Raw nucleotide sequences are available at DDBJ/EMBL-EBI/NCBI database under the accession number DRA010849.

Figshare: Table_S1_sample-metadata.tsv for "Inter-site and interpersonal diversity of salivary and tongue microbiomes, and the effect of oral care tablets". https://doi.org/10.6084/m9.figshare.13289618.v1³⁷

Table_S1_sample-metadata.tsv: Columns indicate sample ID, participant, sampling date (D1 or D2), treatment, Miseq run number, and sampling body site (saliva or tongue) of each sample. The “treatment” column indicates, no tablet (E2), protease tablet (E3), or plain tablet (E4) treatments.

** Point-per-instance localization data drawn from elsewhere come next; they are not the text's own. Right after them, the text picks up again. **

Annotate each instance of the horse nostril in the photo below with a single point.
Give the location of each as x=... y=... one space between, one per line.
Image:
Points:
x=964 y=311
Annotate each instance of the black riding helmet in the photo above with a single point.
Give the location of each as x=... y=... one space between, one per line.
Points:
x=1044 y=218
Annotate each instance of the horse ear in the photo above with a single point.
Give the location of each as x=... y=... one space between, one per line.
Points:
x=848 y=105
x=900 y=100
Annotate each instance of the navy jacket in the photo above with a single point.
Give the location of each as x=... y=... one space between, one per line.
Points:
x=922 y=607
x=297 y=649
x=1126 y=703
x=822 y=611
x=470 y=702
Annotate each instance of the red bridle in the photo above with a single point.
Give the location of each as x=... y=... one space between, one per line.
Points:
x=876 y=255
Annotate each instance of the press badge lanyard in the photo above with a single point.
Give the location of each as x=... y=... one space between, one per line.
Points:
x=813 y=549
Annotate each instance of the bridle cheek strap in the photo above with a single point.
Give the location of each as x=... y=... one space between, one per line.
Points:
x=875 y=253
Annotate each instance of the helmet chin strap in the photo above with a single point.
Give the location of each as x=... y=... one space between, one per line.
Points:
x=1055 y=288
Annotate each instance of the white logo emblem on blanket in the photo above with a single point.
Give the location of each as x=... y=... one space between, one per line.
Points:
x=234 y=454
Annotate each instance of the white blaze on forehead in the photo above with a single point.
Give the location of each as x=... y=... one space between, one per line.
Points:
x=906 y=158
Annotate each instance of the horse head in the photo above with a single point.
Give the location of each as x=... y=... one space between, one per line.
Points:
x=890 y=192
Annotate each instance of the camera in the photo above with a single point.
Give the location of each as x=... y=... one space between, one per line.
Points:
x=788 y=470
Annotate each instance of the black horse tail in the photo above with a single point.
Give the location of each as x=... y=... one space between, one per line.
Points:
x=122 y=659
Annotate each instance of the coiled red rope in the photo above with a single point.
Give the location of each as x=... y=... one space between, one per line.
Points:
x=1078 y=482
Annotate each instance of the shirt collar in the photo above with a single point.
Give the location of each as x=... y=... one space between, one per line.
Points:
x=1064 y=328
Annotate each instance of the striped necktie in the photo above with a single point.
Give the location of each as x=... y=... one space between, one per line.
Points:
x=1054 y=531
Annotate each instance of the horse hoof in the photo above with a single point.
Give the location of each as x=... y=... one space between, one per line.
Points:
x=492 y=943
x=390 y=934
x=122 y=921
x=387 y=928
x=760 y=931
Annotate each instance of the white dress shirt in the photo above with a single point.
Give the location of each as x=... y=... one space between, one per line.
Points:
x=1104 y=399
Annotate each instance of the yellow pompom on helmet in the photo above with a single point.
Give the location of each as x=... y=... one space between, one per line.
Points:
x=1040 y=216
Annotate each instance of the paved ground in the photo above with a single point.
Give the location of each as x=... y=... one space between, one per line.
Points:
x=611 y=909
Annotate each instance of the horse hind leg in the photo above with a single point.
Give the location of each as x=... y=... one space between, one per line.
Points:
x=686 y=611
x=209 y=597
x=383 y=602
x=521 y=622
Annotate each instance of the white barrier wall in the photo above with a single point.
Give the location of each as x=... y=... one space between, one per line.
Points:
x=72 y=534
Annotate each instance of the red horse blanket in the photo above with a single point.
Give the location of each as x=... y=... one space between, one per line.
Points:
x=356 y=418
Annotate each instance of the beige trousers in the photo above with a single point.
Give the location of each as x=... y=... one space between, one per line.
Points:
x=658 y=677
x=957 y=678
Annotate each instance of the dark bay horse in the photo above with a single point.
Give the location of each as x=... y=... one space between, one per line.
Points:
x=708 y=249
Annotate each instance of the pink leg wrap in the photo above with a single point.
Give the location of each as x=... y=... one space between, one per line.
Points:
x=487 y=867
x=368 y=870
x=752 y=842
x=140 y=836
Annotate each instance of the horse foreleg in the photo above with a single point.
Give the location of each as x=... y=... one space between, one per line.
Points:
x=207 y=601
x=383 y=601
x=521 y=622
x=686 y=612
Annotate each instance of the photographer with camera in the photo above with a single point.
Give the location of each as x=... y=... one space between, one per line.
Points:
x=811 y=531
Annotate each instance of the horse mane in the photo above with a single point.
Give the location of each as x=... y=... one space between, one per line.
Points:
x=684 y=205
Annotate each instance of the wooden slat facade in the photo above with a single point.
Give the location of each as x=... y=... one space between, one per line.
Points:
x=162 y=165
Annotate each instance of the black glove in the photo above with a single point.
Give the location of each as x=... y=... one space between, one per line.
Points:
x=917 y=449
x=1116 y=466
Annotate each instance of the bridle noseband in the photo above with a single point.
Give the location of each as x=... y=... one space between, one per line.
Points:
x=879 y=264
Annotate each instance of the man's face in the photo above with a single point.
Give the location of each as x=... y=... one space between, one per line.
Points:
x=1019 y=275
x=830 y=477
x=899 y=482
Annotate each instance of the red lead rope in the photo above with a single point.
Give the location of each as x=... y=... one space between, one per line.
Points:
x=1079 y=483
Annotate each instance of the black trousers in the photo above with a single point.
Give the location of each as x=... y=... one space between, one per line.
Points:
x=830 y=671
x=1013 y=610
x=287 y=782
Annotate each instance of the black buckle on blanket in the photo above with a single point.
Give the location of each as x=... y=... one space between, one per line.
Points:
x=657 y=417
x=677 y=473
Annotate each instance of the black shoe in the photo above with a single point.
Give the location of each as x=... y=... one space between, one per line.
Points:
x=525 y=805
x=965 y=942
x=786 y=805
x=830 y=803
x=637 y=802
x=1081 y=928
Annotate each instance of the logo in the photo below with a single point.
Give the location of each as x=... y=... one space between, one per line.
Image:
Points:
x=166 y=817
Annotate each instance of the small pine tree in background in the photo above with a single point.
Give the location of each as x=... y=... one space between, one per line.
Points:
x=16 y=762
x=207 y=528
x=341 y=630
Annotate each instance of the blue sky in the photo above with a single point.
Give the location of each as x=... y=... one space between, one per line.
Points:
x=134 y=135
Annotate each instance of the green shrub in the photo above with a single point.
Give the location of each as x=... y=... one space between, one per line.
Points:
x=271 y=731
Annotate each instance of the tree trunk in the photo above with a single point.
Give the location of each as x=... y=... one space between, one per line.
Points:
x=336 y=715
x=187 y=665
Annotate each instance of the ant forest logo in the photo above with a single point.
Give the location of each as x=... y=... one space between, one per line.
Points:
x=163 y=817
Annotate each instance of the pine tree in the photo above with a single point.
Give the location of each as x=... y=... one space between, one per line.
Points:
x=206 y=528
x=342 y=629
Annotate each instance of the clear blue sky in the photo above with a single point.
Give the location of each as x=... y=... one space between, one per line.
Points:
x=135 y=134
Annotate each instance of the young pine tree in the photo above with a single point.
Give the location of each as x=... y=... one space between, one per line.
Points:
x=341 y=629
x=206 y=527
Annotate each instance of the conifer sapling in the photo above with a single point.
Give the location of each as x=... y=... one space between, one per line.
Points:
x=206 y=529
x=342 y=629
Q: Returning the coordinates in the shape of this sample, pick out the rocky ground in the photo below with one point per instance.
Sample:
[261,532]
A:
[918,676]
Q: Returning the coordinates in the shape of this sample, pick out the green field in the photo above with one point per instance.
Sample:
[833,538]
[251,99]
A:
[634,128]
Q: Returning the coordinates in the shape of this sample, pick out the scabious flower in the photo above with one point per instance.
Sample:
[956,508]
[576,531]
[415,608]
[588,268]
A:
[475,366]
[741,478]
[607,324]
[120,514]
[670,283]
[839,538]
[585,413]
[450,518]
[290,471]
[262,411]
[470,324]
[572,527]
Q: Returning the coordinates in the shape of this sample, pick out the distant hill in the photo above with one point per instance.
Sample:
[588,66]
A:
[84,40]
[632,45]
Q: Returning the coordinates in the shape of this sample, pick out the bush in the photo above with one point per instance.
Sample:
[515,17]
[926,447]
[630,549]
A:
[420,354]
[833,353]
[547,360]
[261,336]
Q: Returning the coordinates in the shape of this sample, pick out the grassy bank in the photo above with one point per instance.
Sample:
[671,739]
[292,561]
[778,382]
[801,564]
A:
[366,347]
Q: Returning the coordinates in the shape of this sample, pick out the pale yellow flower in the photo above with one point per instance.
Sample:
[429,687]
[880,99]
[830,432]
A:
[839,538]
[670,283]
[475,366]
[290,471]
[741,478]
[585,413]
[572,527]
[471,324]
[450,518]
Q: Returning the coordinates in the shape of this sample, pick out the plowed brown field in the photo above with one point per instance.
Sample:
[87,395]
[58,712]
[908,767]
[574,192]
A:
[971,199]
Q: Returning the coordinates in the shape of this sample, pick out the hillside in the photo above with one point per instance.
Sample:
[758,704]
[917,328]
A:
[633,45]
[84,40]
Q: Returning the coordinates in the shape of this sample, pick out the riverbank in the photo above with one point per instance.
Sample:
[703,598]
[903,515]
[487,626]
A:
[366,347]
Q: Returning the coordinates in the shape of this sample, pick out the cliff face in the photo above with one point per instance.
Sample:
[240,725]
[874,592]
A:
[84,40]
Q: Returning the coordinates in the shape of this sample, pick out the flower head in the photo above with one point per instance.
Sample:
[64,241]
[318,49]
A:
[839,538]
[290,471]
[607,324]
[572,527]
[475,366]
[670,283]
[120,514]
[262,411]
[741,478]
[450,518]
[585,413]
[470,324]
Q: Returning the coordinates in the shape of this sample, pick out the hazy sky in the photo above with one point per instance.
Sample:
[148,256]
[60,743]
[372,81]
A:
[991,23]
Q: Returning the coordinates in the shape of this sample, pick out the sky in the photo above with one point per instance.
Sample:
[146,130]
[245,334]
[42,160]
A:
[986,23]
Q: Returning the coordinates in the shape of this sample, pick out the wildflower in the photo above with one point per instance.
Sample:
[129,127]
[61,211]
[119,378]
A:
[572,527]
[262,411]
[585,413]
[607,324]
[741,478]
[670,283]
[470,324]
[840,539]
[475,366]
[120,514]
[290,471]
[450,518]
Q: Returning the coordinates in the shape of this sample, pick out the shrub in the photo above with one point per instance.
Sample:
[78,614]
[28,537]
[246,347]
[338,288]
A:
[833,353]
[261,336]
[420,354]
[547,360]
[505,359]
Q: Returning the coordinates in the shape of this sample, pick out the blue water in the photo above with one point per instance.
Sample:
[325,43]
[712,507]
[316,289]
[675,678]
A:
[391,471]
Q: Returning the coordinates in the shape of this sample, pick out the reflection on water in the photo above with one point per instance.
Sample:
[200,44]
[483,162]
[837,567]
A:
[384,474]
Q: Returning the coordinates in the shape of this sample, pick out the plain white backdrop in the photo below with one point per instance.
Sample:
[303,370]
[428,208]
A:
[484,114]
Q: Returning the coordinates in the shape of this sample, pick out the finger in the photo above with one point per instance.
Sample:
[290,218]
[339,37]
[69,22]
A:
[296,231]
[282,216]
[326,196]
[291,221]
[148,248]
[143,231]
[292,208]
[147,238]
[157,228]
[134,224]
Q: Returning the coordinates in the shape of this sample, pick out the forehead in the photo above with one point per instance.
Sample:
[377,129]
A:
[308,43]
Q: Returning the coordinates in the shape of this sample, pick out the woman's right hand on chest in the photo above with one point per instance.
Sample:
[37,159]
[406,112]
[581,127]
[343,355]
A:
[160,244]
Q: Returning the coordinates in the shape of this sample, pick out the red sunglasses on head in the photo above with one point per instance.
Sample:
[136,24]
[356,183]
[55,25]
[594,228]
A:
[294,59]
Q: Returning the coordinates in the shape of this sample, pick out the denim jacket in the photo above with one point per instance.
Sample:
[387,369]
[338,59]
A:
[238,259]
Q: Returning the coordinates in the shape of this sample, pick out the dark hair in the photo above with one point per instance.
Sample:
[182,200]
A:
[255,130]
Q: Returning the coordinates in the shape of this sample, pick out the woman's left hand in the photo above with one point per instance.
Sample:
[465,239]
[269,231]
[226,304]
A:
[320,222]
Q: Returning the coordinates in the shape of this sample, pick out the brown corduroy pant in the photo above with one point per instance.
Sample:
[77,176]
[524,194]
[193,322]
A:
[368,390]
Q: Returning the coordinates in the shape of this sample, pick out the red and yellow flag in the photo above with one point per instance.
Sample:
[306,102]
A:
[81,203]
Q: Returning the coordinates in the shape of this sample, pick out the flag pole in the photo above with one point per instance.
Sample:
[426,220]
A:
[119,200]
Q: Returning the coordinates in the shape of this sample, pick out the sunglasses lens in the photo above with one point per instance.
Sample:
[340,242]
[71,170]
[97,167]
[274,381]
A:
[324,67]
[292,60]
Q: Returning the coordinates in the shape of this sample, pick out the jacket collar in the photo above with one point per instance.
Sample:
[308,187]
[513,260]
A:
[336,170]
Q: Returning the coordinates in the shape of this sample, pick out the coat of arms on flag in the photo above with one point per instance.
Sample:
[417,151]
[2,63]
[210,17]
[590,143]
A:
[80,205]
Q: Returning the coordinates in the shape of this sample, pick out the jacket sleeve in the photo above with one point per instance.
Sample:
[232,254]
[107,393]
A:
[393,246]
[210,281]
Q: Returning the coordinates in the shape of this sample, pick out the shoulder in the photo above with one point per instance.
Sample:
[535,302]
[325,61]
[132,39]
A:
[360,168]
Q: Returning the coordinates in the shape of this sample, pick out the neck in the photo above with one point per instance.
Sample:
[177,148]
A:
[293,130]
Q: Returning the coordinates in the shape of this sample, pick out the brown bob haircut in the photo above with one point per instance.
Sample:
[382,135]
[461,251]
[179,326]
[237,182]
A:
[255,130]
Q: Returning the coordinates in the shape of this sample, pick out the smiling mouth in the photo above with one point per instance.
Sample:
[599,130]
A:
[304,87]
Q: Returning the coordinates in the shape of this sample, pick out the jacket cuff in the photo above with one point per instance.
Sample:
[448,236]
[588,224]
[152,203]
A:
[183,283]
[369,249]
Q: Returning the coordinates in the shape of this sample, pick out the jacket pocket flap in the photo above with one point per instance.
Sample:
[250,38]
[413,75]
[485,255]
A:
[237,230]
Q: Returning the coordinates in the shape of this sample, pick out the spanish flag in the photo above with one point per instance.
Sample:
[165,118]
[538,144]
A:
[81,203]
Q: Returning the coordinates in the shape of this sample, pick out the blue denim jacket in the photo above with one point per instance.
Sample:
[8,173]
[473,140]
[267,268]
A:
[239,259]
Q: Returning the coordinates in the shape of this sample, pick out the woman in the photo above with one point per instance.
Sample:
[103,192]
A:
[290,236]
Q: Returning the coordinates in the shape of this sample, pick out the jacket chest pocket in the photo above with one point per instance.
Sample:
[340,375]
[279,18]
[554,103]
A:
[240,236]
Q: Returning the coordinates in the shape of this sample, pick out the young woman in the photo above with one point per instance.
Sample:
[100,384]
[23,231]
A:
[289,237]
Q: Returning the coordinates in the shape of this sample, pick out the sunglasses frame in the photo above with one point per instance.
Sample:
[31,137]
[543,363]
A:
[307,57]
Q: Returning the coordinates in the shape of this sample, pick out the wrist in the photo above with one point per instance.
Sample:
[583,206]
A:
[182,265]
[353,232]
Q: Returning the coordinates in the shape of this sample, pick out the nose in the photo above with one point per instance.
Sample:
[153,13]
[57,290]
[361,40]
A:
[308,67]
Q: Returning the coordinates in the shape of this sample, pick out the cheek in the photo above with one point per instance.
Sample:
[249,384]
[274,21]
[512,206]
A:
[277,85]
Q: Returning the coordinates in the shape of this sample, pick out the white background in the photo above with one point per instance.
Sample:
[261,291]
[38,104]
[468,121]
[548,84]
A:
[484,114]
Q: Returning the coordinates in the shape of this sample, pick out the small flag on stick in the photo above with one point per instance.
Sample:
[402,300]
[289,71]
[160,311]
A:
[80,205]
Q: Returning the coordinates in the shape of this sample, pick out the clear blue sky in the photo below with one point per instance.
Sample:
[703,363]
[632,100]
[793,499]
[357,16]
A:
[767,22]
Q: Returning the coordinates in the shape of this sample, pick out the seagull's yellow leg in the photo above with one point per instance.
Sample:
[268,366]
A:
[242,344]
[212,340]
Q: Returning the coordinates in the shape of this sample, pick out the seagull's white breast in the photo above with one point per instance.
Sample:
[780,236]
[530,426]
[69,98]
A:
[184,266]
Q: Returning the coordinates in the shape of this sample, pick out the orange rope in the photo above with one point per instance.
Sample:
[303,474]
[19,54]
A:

Figshare: Table_S2_clustered-OTU-table.tsv for "Inter-site and interpersonal diversity of salivary and tongue microbiomes, and the effect of oral care tablets". https://doi.org/10.6084/m9.figshare.13291535.v1³⁸

Table_S2_clustered-OTU-table. After open-reference clustering, OTU table was constructed from the BIOM file using QIIME 2. Number of reads for each OTU in each sample are indicated, together with the bacterial taxonomy assigned to each OTU. OTU IDs are identical to matching HOMD Refseq IDs, except for those which did not match the database.

Data are available under the terms of the Creative Commons Zero "No rights reserved" data waiver (CC0 1.0 Public domain dedication).